P. Quantos membros da sua equipe trabalham especificamente no design de som de World of Warcraft?

[Jay Maguire] Temos atualmente cinco designers de som trabalhando em tempo integral no World of Warcraft: Mike Johnson, Jon Graves, Chris Kowalski, Eric LeBlanc e Peter Steinbach. O ambiente sonoro de World of Warcraft evolui constantemente junto com o jogo, e esse grupo talentoso está sempre procurando maneiras de elevar o padrão e imergir os jogadores no ambiente, seja por meio de sons de fundo, de pós-processamento de vocais ou de efeitos especiais para feitiços, criaturas e objetos.

P. Com que frequência você vai a campo fazer gravações para o design de som?

[Mike Johnson] Não tanto quanto gostaríamos, infelizmente, então, quando temos a oportunidade de sair para fazer gravações novas, costumamos ir atrás de coisas grandes, como animais. Uma das coisas que eu queria conseguir no Mists of Pandaria era acrescentar bastante variação aos nossos kits de criaturas, portanto conseguir material suficiente com que trabalhar foi essencial. Já que tínhamos tantas criaturas novas no Mists, nossa prioridade foi conseguir um leque de gravações de animais para usar em nosso trabalho de design no estúdio aqui na Blizzard. Obviamente não dá para ir a campo gravar um Lutassauro ou Mogu ou Sha, então temos que pensar em camadas individuais (reais e sintetizadas) que, quando combinadas, fazem essas criaturas.

P. Que tipo de trabalho de sonoplastia dá para fazer no próprio estúdio?

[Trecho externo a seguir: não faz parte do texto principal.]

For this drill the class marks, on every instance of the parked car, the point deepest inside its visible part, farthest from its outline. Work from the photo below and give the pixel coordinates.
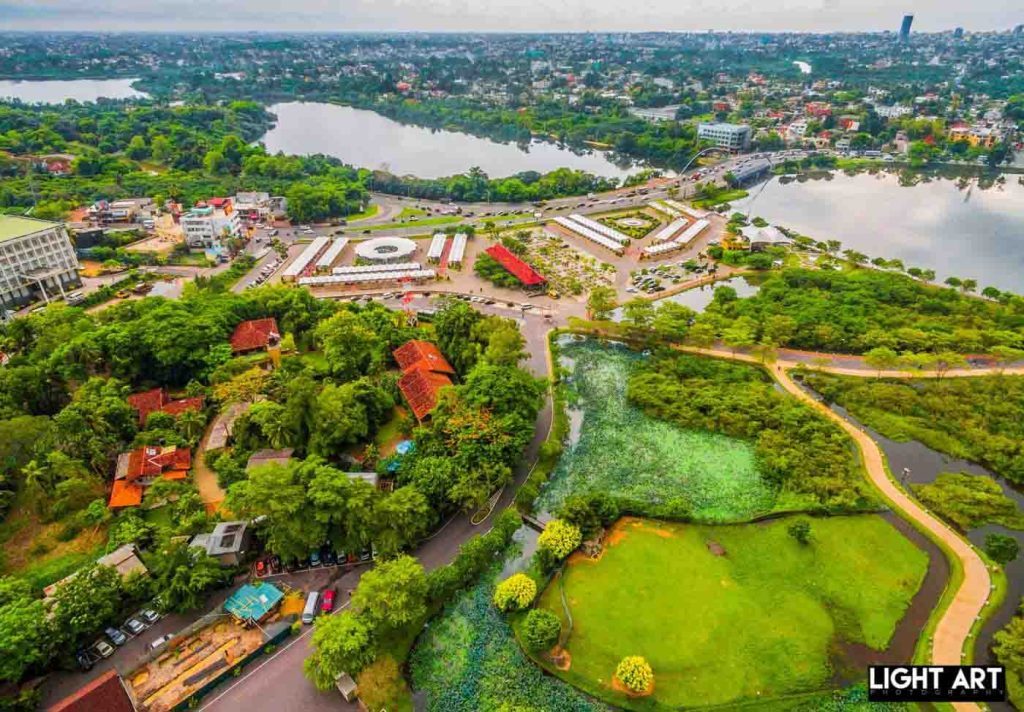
(134, 626)
(84, 660)
(161, 641)
(327, 602)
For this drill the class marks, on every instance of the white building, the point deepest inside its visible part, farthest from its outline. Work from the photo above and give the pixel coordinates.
(731, 136)
(37, 259)
(207, 226)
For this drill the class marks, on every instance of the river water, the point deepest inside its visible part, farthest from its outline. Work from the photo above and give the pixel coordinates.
(368, 139)
(57, 91)
(965, 227)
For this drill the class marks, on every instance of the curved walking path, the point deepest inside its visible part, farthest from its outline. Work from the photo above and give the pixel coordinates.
(953, 628)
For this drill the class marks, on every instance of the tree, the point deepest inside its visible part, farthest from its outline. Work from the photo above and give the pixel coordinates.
(560, 538)
(25, 634)
(400, 518)
(541, 630)
(393, 593)
(343, 642)
(801, 531)
(601, 302)
(882, 359)
(639, 312)
(183, 574)
(381, 684)
(1000, 548)
(635, 674)
(515, 592)
(274, 493)
(348, 345)
(86, 602)
(673, 321)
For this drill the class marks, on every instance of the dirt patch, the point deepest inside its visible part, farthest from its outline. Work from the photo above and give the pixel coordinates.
(716, 548)
(620, 687)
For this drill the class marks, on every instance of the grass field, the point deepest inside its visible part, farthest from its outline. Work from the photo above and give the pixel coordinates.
(662, 469)
(765, 618)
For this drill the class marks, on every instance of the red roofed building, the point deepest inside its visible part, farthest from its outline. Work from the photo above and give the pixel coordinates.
(156, 401)
(255, 335)
(518, 268)
(105, 694)
(425, 371)
(421, 354)
(138, 468)
(420, 388)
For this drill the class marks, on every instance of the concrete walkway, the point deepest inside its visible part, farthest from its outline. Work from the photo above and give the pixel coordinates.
(953, 628)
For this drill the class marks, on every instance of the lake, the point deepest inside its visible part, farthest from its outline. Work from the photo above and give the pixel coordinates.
(954, 226)
(57, 91)
(368, 139)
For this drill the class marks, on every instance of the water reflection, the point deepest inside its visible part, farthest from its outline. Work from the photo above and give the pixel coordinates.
(368, 139)
(57, 91)
(968, 227)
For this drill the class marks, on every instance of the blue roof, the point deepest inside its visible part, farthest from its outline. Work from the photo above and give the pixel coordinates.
(253, 601)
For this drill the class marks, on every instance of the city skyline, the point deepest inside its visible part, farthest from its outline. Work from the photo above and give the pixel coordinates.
(502, 15)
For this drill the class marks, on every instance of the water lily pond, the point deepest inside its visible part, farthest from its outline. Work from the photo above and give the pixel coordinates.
(659, 468)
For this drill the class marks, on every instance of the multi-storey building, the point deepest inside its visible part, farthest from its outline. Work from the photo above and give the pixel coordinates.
(37, 260)
(206, 226)
(731, 136)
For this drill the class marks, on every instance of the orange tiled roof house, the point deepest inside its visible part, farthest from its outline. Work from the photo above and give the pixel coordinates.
(140, 467)
(425, 372)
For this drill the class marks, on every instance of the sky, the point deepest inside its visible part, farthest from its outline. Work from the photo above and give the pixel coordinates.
(505, 15)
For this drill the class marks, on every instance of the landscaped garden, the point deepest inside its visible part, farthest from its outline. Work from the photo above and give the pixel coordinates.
(650, 465)
(729, 614)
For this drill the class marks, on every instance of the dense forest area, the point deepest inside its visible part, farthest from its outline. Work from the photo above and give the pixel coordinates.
(65, 418)
(856, 310)
(797, 450)
(979, 419)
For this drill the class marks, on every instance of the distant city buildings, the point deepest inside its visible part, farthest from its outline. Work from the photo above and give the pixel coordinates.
(904, 29)
(731, 136)
(37, 260)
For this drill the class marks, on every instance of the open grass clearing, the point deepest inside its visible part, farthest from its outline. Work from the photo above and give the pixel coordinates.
(766, 618)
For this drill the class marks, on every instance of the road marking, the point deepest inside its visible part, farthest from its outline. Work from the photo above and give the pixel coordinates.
(267, 659)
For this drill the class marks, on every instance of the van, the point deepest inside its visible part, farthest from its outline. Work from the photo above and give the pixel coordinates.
(309, 613)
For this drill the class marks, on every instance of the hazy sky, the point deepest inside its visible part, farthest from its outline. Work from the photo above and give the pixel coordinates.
(498, 15)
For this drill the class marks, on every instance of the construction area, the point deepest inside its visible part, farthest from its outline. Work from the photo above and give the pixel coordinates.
(197, 659)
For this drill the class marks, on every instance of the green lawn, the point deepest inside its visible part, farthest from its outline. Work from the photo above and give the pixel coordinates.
(761, 621)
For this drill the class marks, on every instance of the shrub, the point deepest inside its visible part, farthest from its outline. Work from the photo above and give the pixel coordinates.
(635, 673)
(800, 530)
(541, 629)
(1000, 548)
(515, 592)
(560, 538)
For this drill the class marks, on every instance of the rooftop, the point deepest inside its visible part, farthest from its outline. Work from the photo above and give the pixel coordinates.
(17, 226)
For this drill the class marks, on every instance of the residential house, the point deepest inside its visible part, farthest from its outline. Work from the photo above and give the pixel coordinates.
(255, 335)
(425, 372)
(157, 401)
(138, 468)
(228, 542)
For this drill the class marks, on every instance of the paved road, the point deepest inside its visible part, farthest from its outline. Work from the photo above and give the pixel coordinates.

[Mike Johnson] No Mists of Pandaria, nós gravamos bastante material novo para o novo Monge (zumbidos e sons de impacto) e para várias montarias e criaturas. Todos da Equipe de Som de World of Warcraft passaram algum tempo na cabine de gravação, gravando aquilo que achavam necessário para trazer suas criações à vida. Para o Monge, tivemos uma sessão de gravação de zumbidos em que Chris (Kowalski), Jon (Graves) e Peter (Steinbach) se revezaram girando vários objetos amarrados a uma corda em alta velocidade. Muitos desses zumbidos foram processados por Chris e, em seguida, utilizados em todas as novas habilidades da classe Monge. Também fizemos uma grande sessão de destruição de vegetais em que esmagamos espigas de milho, nozes, descemos o sarrafo em repolhos e entortamos aipos entre outras coisas. Esses sons foram usados em vários sons ambientes, habilidades de Monge, estertores de criatura, sons de fazenda, trecos, feitiços e em muitas missões diferentes.

P. Qual a parte mais gratificante de criar sons como esses?

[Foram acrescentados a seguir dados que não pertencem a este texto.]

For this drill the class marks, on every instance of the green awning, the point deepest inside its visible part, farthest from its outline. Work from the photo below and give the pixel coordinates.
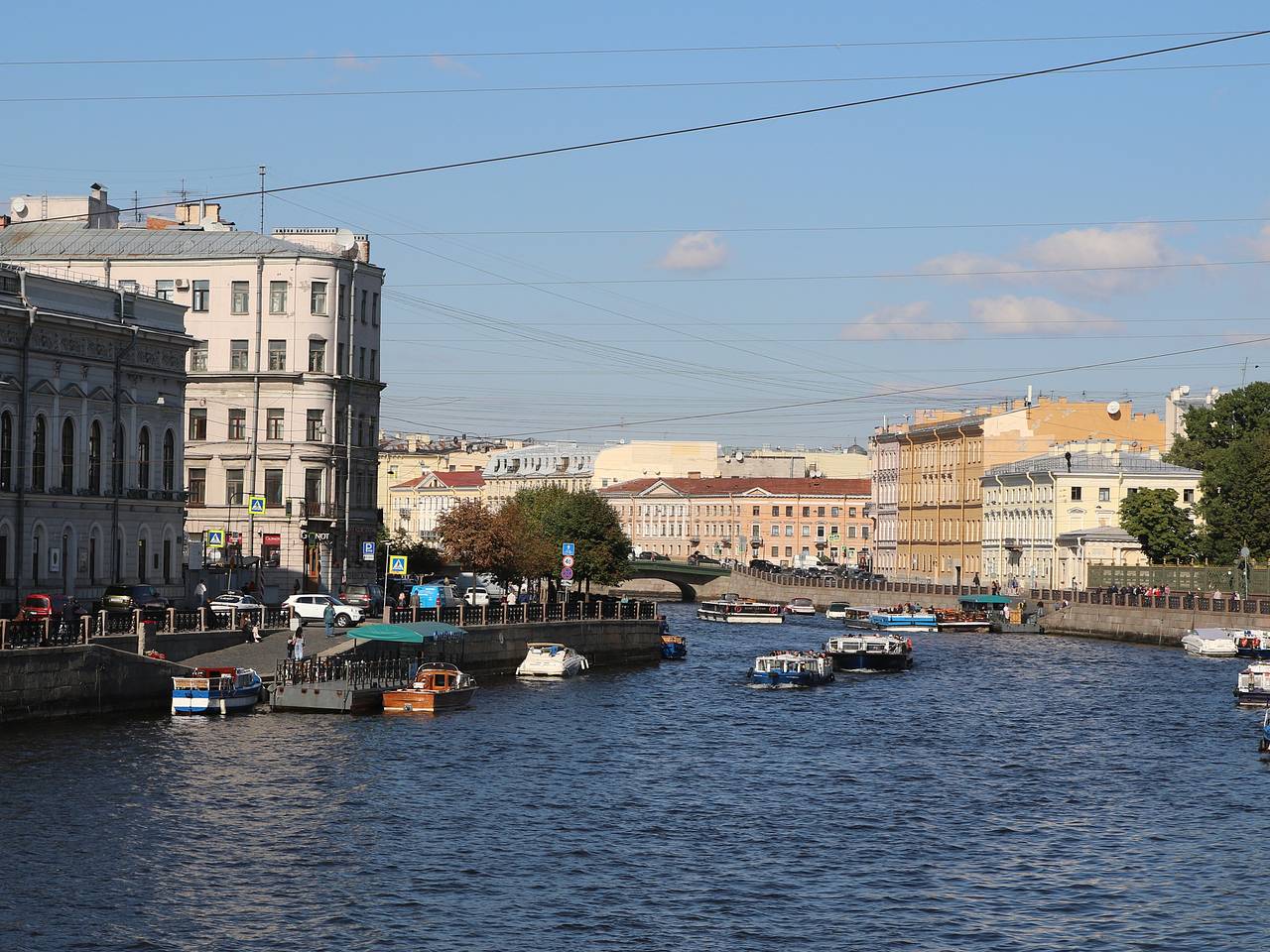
(404, 634)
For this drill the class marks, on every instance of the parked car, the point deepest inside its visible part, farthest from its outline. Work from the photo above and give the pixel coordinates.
(230, 601)
(125, 599)
(368, 598)
(313, 610)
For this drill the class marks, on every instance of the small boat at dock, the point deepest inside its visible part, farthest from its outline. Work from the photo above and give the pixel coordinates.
(437, 687)
(549, 658)
(870, 652)
(790, 669)
(214, 690)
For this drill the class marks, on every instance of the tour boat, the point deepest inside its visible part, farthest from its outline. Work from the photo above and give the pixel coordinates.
(216, 690)
(549, 658)
(1252, 688)
(437, 687)
(801, 606)
(870, 652)
(790, 669)
(837, 611)
(675, 647)
(897, 620)
(1210, 643)
(738, 611)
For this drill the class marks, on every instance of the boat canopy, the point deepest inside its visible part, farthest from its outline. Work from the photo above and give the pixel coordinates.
(404, 634)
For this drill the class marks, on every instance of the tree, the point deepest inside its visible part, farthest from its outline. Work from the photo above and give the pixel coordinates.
(1164, 529)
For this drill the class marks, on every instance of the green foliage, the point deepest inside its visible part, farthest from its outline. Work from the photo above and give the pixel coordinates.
(1229, 442)
(1164, 530)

[Mike Johnson] A parte mais recompensadora de criar sons no World of Warcraft é experimentar a nova expansão quando ainda quase não há sons e depois ouvir tudo pronto na versão final do jogo. 

Além do design de som, há outras áreas de áudio como Diálogos, Música e Cinemáticas que também são responsáveis por criar uma ambiência sonora crível, capaz de envolver nossos jogadores no mundo do jogo.

Claro que durante a produção nós sabemos o que os outros estão fazendo, mas algo mágico acontece no fim do processo, quando as coisas se encaixam e podemos ouvir tudo ao mesmo tempo e vemos que funcionou.